Legislation languishing, ineffective
EWG says it is pushing the federal government to impose stricter standards on bottled water so that consumers receive more information on what they’re buying. In June 2009, a committee of the U.S. House of Representatives held a hearing on bottled water regulation after the release of two alarming pieces of research: EWG’s first bottled water scorecard and a report by the Government Accountability Office concluding that the FDA’s consumer and safety regulations for bottled water are at times less stringent than EPA’s protections for tap water. A Senate committee held a similar hearing in December 2009, during which Sen. Frank R. Lautenberg (D-N.J.) introduced a bill that would provide consumers more information about the origin and quality of bottled water (the bill expired with the last Congress and has not been reintroduced).
But no concrete action has been taken by Congress, and EWG reports that mounting scrutiny from consumer groups and lawmakers don’t appear to have manufacturers worried.

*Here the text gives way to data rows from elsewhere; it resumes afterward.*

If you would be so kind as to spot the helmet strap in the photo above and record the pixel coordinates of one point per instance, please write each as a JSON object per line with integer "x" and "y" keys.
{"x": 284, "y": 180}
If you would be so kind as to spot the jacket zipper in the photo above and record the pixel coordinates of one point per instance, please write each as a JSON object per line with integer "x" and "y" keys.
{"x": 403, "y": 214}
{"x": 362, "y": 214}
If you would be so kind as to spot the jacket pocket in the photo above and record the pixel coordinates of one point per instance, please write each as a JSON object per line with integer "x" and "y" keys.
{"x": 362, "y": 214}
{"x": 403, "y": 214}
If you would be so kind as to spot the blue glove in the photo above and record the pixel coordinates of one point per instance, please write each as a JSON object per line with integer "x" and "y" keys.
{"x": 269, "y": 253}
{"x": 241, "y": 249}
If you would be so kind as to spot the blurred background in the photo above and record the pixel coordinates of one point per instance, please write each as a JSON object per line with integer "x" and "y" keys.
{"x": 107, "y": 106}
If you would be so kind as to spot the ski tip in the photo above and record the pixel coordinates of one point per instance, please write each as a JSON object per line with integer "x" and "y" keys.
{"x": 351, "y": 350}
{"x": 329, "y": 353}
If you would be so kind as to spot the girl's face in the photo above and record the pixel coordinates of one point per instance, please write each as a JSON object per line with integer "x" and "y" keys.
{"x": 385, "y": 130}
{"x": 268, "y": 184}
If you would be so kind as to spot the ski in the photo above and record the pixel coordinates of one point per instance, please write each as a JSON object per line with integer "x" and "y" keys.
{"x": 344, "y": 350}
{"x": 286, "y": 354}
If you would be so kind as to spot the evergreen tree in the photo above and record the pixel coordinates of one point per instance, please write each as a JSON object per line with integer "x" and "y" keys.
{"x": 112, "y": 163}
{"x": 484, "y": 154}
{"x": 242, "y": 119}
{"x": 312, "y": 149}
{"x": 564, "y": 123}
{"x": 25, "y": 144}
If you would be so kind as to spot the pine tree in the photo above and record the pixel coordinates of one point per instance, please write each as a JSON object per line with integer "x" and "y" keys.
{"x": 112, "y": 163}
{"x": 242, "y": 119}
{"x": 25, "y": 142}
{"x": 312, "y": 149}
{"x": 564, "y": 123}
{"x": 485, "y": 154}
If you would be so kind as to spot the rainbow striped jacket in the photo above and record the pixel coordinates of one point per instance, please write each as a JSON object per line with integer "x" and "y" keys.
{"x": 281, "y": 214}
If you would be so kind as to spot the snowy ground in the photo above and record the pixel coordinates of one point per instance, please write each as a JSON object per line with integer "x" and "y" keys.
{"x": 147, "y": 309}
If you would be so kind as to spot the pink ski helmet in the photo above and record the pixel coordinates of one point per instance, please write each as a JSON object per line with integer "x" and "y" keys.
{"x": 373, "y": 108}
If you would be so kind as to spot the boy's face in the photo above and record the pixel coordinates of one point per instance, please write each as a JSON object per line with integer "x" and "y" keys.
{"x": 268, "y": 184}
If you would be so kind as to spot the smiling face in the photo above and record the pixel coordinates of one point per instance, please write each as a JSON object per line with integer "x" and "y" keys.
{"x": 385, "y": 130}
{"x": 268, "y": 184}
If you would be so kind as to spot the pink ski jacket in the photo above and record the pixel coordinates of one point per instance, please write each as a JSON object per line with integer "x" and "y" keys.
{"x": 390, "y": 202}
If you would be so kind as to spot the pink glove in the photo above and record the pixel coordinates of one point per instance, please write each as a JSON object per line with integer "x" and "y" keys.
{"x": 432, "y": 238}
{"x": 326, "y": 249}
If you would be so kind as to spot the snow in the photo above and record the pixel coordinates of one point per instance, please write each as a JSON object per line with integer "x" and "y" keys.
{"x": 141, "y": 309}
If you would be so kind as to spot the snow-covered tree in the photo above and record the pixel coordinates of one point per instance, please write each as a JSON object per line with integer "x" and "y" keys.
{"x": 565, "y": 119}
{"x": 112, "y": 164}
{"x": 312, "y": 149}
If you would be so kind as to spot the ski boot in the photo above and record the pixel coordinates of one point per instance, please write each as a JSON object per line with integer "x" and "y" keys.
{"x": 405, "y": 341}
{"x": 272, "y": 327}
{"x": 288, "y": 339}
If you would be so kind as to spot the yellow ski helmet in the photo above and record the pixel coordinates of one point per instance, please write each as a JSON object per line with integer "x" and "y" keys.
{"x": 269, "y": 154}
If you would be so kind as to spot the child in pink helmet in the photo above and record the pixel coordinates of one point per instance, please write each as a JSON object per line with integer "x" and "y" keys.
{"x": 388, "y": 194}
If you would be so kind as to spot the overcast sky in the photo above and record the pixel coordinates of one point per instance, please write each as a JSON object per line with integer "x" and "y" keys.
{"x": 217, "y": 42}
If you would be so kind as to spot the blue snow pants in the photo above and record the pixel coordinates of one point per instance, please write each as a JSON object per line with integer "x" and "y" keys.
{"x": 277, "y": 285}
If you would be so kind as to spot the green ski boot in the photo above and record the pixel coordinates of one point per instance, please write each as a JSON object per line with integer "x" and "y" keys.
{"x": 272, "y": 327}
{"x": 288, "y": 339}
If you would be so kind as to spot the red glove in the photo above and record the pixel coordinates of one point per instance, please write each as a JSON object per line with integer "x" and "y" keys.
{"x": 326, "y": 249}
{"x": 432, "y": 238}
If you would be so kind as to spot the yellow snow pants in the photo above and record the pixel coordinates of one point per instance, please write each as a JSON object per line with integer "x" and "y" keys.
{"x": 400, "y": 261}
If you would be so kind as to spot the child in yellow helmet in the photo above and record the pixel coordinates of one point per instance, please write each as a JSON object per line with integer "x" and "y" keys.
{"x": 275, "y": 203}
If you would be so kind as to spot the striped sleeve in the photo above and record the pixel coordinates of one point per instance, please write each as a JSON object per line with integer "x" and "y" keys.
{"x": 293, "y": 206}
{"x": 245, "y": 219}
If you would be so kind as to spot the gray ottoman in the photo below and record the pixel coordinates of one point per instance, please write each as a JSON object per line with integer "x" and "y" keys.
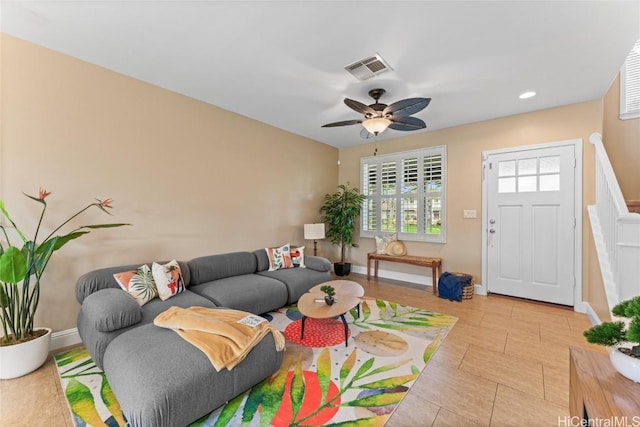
{"x": 162, "y": 380}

In its 2011 scorecard, EWG found that 11 brands (15%) disclosed even less information than they did in EWG’s first scorecard from 2009, and that 27 (38%) disclosed only the same amount. (Twenty-eight brands, or 39%, disclosed more information).
Worse, the report raises the worrisome possibility that states’ efforts to regulate bottled water in the absence of more stringent federal laws may not do the trick. The state of California in 2007 enacted a disclosure law (SB 220) requiring manufacturers to make available to consumers beginning Jan. 1, 2009 the source of their water products and two ways to contact the corporation for a water quality report. However, the EWG report found that makers of at least 35 of 96 brands have ignored the law (others might be as well, but the absence of bottling dates on some products made it impossible for EWG to know if the manufacturers were out of compliance).
Just turn on the tap
So what can consumers do? Save money and the environment, says EWG, and filter your own tap water.
“The reality is that for most of the country the water is pretty good, and when you actually filter it you get very good water,” says Leiba. And because municipalities are required by law to publish water quality reports for their communities, consumers can reference them to buy filters that will target contaminants of concern in their immediate area. (EWG publishes a guide to home water filters on its Web site).
For the office, errands, trips to the gym and other small jaunts, EWG recommends carrying home-filtered water in a stainless steel bottle (to avoid contaminants from plastic). When traveling out of town, it recommends checking labels on bottled water and choosing only those products that respect consumers’ “right to know” by providing source and treatment information.